Jane Ralph, Construct’s executive director, added that the program will help sustain the local economy by “maintaining cash flow” and helping “mom-and-pop” landlords who may not have the same level of resources available to them alleviate pressure on their tenants.
“If you’ve lost your job or your hours have been cut, we’ll help with the resources we have,” said Courtney Kimball, Construct’s Project Home coordinator. “We’ll help our neighbors navigate all available supports and provide direct assistance as long as we can and the need exists. It’s what Construct has always done.”
Construct is working with other funding sources to provide similar rental assistance across southern Berkshire County. Applications will be accepted starting Wednesday, April 15, and apply to rent in May and subsequent months as needed and as resources allow.
Applications will be available on both town’s websites, as well as Construct’s website, in English and Spanish, starting Friday, April 10. Construct has interpretive services that can be deployed as needed.
To qualify, tenants need to make less than 100% of the area median income and be able to pay at least 35% of their monthly income for their rent. While the affordable housing trusts will provide funds, Construct will administer the program. Construct says this partnership also ensures that residents will get connected to existing resources as need is demonstrated.
In Great Barrington, this fund is in addition to the trust’s down payment assistance program which is available to homebuyers making up to 100% of the area median income.
In Lenox, the program is in addition to the first-time homebuyer grant program already administered by the trust, and which recently increased income limits for homebuyers making up to 100% of the area median income.

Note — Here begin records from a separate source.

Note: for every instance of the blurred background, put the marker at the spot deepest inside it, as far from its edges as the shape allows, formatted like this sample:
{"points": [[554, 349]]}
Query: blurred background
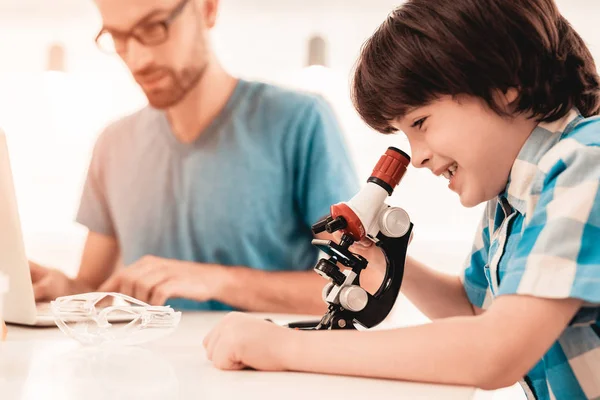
{"points": [[58, 91]]}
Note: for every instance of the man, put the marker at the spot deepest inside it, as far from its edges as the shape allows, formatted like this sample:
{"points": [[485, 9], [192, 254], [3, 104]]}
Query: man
{"points": [[206, 195]]}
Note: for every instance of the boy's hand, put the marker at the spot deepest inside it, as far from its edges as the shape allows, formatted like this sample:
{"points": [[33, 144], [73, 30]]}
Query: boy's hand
{"points": [[240, 341]]}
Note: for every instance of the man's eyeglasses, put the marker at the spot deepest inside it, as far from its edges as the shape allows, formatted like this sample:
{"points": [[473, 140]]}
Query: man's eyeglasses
{"points": [[146, 33]]}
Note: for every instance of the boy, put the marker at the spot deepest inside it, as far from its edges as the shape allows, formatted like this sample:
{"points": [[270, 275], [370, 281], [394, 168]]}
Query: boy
{"points": [[499, 97]]}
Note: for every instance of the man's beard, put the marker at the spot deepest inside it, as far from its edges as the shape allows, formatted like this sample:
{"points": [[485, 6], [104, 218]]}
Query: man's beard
{"points": [[179, 85]]}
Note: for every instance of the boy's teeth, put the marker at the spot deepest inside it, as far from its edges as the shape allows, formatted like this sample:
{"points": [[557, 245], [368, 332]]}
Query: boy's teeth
{"points": [[449, 173]]}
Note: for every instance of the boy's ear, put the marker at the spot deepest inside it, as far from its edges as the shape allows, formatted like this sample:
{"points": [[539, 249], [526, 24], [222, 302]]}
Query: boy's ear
{"points": [[511, 95], [506, 99]]}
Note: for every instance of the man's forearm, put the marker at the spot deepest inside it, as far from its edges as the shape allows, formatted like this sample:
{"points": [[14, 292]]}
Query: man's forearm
{"points": [[279, 292], [435, 294]]}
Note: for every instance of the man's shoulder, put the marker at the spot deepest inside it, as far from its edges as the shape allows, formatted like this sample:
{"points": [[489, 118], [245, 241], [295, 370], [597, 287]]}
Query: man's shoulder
{"points": [[267, 97], [126, 126]]}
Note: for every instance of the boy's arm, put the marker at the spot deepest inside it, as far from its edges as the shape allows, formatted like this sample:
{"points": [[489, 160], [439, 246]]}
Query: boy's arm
{"points": [[436, 294], [490, 351]]}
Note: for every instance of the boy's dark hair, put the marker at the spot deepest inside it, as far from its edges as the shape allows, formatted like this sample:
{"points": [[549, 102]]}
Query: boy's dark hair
{"points": [[429, 48]]}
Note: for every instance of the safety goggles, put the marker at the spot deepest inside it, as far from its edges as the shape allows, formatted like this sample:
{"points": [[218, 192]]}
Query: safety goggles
{"points": [[97, 318]]}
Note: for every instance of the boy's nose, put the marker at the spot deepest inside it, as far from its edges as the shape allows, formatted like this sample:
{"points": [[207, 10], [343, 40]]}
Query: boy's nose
{"points": [[420, 157]]}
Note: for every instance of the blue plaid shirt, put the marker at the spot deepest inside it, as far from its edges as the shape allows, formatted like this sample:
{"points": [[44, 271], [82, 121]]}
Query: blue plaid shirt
{"points": [[541, 237]]}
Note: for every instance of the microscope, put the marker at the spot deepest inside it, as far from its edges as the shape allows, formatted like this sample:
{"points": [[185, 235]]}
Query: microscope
{"points": [[365, 216]]}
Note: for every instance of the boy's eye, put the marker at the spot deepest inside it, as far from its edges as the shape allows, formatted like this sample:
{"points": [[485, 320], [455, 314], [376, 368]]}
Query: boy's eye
{"points": [[418, 123]]}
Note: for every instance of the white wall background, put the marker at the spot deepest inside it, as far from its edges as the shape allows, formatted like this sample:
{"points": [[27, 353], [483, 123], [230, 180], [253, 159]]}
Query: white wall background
{"points": [[52, 120]]}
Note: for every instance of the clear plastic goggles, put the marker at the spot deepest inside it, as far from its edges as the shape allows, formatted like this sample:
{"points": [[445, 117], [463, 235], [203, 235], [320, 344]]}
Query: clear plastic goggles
{"points": [[98, 318]]}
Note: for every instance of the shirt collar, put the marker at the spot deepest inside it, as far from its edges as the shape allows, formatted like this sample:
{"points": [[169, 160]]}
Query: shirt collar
{"points": [[542, 138]]}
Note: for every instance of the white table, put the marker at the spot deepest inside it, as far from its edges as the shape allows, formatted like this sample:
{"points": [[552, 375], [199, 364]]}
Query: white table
{"points": [[42, 363]]}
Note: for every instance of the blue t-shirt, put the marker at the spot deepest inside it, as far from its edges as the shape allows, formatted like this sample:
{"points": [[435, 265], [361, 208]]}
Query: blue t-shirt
{"points": [[246, 192]]}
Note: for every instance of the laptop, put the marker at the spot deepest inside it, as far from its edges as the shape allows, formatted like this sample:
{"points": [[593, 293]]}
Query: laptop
{"points": [[19, 303]]}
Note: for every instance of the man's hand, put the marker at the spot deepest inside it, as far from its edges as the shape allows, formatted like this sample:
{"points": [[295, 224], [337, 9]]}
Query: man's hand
{"points": [[240, 341], [48, 284], [154, 280]]}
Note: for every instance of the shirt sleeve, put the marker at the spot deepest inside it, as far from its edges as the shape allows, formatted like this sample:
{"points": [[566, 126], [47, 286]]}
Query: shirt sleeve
{"points": [[558, 255], [324, 174], [94, 212], [473, 277]]}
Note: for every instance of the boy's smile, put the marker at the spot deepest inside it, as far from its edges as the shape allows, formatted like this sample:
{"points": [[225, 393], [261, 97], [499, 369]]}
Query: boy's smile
{"points": [[466, 142]]}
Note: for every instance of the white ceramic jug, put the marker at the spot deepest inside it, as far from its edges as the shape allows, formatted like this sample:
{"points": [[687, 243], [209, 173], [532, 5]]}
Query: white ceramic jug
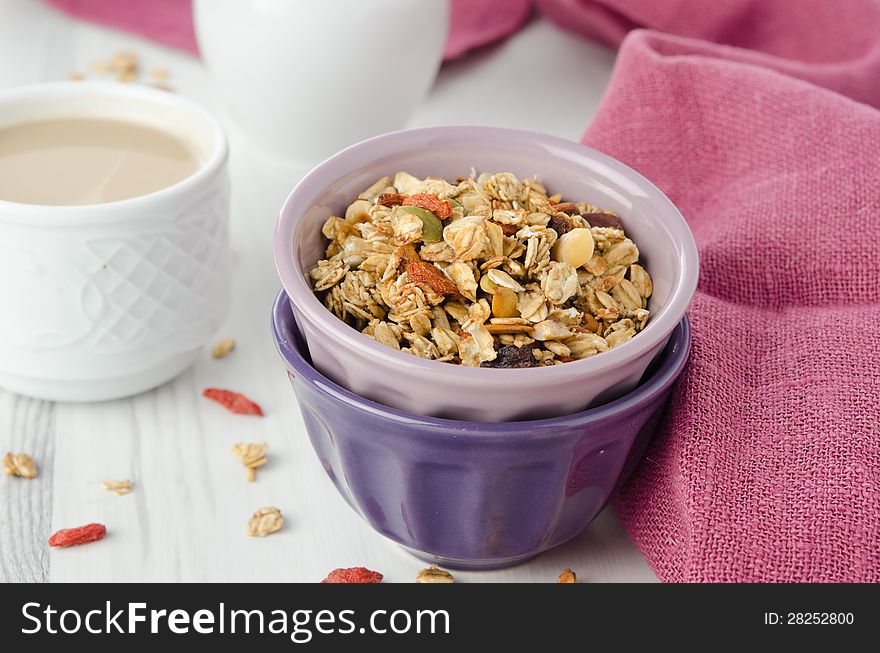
{"points": [[305, 78]]}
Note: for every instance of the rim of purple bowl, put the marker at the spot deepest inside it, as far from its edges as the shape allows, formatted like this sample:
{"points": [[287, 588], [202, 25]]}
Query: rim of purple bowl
{"points": [[363, 153], [673, 358]]}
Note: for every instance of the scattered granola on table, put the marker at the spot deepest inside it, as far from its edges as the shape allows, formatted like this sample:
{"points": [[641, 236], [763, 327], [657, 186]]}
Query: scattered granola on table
{"points": [[118, 487], [488, 272], [223, 348], [434, 574], [265, 522], [567, 576], [251, 456], [19, 464]]}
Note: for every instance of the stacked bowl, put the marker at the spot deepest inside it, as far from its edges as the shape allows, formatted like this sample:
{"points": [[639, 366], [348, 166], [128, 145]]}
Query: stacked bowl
{"points": [[469, 466]]}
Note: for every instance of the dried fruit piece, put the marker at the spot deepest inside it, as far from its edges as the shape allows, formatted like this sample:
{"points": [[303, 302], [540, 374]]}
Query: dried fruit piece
{"points": [[75, 536], [353, 575], [567, 576], [118, 487], [234, 402], [440, 208], [504, 302], [265, 522], [433, 574], [602, 220], [512, 357], [19, 464], [222, 348], [574, 247], [560, 224], [251, 456], [432, 228], [390, 199], [427, 274]]}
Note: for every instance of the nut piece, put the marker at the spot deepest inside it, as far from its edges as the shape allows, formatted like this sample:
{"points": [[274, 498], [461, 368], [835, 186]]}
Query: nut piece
{"points": [[504, 302], [487, 284], [427, 274], [19, 464], [251, 456], [265, 522], [574, 247], [434, 575], [567, 576], [118, 487], [222, 348]]}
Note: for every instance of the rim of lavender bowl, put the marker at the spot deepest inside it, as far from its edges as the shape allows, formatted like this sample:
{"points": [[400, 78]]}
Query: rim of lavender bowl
{"points": [[294, 279], [672, 360]]}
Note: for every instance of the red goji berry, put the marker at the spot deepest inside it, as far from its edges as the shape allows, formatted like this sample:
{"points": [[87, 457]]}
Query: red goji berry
{"points": [[234, 402], [353, 575], [76, 536], [441, 208]]}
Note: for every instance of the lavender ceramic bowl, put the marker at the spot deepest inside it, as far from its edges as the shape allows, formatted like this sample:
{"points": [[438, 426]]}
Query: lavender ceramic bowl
{"points": [[397, 379], [467, 494]]}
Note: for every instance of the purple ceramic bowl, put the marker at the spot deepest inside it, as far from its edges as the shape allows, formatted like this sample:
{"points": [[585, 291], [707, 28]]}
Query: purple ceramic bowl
{"points": [[467, 494], [403, 381]]}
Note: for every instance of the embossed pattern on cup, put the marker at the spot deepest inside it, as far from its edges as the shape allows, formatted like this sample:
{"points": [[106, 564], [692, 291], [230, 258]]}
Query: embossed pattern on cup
{"points": [[109, 300]]}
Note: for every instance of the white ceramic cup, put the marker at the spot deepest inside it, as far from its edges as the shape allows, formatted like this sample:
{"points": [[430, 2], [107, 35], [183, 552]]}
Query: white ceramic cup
{"points": [[305, 78], [108, 300]]}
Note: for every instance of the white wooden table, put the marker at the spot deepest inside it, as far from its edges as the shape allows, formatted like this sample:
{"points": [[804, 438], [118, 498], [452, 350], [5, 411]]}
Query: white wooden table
{"points": [[185, 519]]}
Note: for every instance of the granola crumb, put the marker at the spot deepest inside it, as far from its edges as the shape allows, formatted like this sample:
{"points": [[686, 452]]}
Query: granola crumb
{"points": [[251, 456], [117, 487], [265, 521], [223, 348], [19, 464], [434, 574], [567, 576]]}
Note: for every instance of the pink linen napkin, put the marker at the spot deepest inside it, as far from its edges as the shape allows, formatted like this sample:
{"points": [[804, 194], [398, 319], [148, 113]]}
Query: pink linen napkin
{"points": [[474, 22], [767, 466], [747, 114]]}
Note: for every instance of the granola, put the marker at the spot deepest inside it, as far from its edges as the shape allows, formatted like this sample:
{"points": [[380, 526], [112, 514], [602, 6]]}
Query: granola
{"points": [[117, 487], [489, 271], [19, 464]]}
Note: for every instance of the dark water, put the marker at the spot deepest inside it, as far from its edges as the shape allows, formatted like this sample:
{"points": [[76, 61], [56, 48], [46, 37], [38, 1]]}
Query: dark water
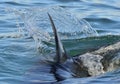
{"points": [[18, 53]]}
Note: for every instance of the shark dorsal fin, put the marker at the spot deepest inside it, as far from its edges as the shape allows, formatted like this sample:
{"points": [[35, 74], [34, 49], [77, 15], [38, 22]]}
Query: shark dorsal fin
{"points": [[60, 50]]}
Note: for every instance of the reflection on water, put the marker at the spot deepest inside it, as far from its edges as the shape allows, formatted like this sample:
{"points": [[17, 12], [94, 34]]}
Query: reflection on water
{"points": [[17, 50]]}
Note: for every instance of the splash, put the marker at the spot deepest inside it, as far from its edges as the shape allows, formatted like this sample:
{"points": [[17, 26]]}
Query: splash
{"points": [[37, 25]]}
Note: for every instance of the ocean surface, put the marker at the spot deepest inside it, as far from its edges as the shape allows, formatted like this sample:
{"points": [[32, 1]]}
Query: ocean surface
{"points": [[26, 35]]}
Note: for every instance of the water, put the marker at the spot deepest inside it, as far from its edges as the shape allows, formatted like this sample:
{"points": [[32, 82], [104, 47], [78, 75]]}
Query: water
{"points": [[18, 53]]}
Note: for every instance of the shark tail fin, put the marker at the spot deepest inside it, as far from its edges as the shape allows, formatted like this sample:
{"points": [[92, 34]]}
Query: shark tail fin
{"points": [[61, 55]]}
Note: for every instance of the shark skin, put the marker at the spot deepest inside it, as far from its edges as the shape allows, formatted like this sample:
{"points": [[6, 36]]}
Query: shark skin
{"points": [[63, 67]]}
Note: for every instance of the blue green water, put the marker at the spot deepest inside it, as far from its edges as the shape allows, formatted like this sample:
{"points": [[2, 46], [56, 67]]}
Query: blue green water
{"points": [[18, 54]]}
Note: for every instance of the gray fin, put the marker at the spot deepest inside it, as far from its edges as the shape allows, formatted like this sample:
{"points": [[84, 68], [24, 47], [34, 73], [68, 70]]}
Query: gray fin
{"points": [[61, 55]]}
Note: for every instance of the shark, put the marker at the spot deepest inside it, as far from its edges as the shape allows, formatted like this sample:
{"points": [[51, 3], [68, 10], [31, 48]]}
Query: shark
{"points": [[64, 66]]}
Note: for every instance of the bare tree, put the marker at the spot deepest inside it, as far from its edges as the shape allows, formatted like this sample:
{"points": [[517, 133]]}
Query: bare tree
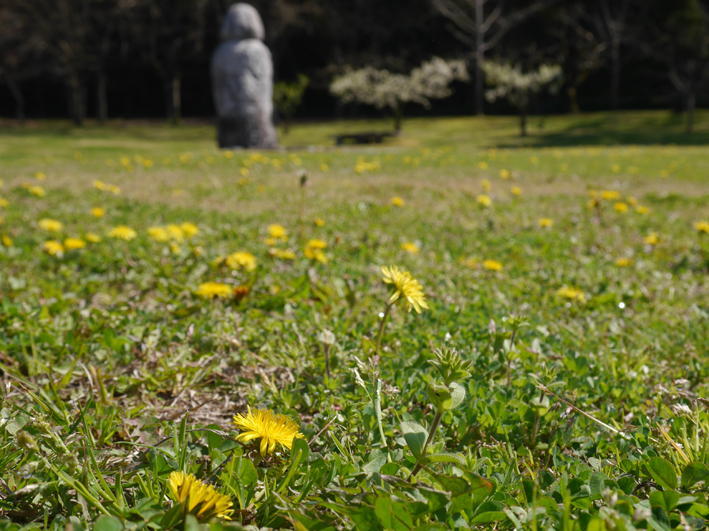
{"points": [[480, 25]]}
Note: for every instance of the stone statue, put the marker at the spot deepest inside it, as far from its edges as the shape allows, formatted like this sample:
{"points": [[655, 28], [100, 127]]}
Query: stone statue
{"points": [[242, 82]]}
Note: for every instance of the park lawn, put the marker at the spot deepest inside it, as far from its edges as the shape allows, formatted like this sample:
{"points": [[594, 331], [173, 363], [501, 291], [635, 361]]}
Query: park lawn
{"points": [[563, 349]]}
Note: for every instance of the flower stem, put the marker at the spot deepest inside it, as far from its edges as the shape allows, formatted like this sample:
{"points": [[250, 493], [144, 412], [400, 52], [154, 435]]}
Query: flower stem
{"points": [[434, 427], [378, 344]]}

In addition to its relationship with the two town affordable housing trusts, Construct is also partnering with Race Brook Lodge in Sheffield and the Great Barrington-based Volunteers in Medicine Berkshires, a nonprofit and mostly volunteer organization that provides free health care to qualified individuals.
The three-way partnership will provide emergency housing and food for two groups of local residents who have been exposed to or have tested positive for COVID-19 and want to self-isolate to protect their families and loved ones.
VIM executive director Ilana Steinhauer said the program will accommodate front-line healthcare workers and first responders, along with VIM patients and Construct residents whose living arrangements prevent them from being able to be effectively quarantined.
Race Brook Lodge is a retreat destination with 30 rooms and the Stagecoach Tavern restaurant. Race Brook Lodge has been closed to the public since the middle of March, though the tavern is offering takeout orders.
“VIM, Construct and Race Brook Lodge are bringing their individual areas of expertise to the table to ensure these groups get the medical care, financial support and shelter they need to keep themselves and our community safe,” Steinhauer said.